Eric Hobsbawm assinala que a nova história tem, em primeiro lugar, objetivos de expandir e aprofundar a história científica, apesar dela ter encontrado problemas, limites e talvez impasses. No ensaio The Revival of Narrative, Lawrence Stone verifica a existência de um regresso ao conto em história, baseado na falência do modelo determinista de explicação histórica, na decepção causada pelos magros resultados obtidos pela história quantitativa.
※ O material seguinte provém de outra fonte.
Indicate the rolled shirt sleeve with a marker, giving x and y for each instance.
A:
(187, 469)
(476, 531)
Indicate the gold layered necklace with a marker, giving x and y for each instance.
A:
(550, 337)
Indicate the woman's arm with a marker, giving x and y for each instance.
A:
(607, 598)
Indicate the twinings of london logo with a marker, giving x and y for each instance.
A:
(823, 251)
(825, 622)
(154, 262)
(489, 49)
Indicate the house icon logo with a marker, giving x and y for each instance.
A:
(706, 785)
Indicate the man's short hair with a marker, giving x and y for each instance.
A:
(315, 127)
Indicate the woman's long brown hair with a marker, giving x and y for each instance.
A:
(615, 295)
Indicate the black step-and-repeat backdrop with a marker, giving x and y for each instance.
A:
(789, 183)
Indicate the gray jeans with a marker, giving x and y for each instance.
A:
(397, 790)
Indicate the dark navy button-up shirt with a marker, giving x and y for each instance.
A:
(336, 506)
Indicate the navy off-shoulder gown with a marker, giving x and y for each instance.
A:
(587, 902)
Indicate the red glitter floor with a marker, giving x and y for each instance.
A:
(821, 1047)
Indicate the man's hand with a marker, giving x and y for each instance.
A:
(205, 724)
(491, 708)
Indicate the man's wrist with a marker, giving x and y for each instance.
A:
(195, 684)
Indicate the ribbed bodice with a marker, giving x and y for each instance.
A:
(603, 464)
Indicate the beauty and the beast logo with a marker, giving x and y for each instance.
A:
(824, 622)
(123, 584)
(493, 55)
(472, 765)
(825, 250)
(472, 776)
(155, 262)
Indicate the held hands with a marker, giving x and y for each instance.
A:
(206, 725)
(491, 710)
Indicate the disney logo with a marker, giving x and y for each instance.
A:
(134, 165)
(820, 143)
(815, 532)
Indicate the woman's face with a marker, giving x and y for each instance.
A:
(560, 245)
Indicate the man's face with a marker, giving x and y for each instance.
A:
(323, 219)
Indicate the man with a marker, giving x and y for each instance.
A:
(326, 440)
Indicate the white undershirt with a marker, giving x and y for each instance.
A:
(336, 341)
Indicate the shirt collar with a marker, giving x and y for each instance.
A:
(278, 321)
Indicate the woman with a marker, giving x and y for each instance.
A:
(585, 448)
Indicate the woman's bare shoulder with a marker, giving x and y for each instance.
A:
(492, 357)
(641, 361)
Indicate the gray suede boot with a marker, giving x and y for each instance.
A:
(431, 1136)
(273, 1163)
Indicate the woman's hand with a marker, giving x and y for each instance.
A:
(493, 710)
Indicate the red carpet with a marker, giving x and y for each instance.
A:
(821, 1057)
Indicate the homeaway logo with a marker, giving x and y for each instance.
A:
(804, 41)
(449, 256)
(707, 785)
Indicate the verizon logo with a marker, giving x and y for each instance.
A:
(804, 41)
Le Goff finaliza sua análise destacando a crise do mundo dos historiadores e das incertezas da nova história, refletindo sobre o desencanto dos homens face às durezas da história vivida. Todo o esforço para racionalizar a história, oferecer-lhe melhores pontos de vista sobre o seu desenvolvimento, se choca, segundo ele, com a incoerência e a tragicidade dos fatos, das situações e das evoluções aparentes.
A critica que podemos lançar no texto é a referencia que Lê Goff faz ao abordar a história quantitativa e não faz nenhuma referencia a prosopografia, que se desenvolveu nos anos setenta, mesmo fazendo referencia a Lorence Stone, que foi umas das principais autoridades a retomar os estudos dessa metodologia.
REFERÊNCIAS
BURGUIÈRE, André. Dicionário das Ciências Históricas. Trad. Henrique de Araujo Mesquita. Rio de Janeiro: Imago, 1993.
BRAUDEL, Fernand. A dinâmica do capitalismo. Rio de Janeiro: Editora Rocco, 1987.
LE GOFF, Jacques. “História hoje”. In: ____. História e memória. Campinas, SP: Edit. Unicamp, 1990, p. 127-146.
ROMANO, Ruggiero. Mecanismos de conquista colonial. São Paulo: Perspectiva, 1989.
SIMIAND, François. Método Histórico e Ciência Social. Tradução de José Leonardo do. Nascimento. Bauru/SP: Edusc, 2003.
WEBER, Max. Economia e sociedade. Brasília: Editora da UnB, 1999. (Vol.I e II).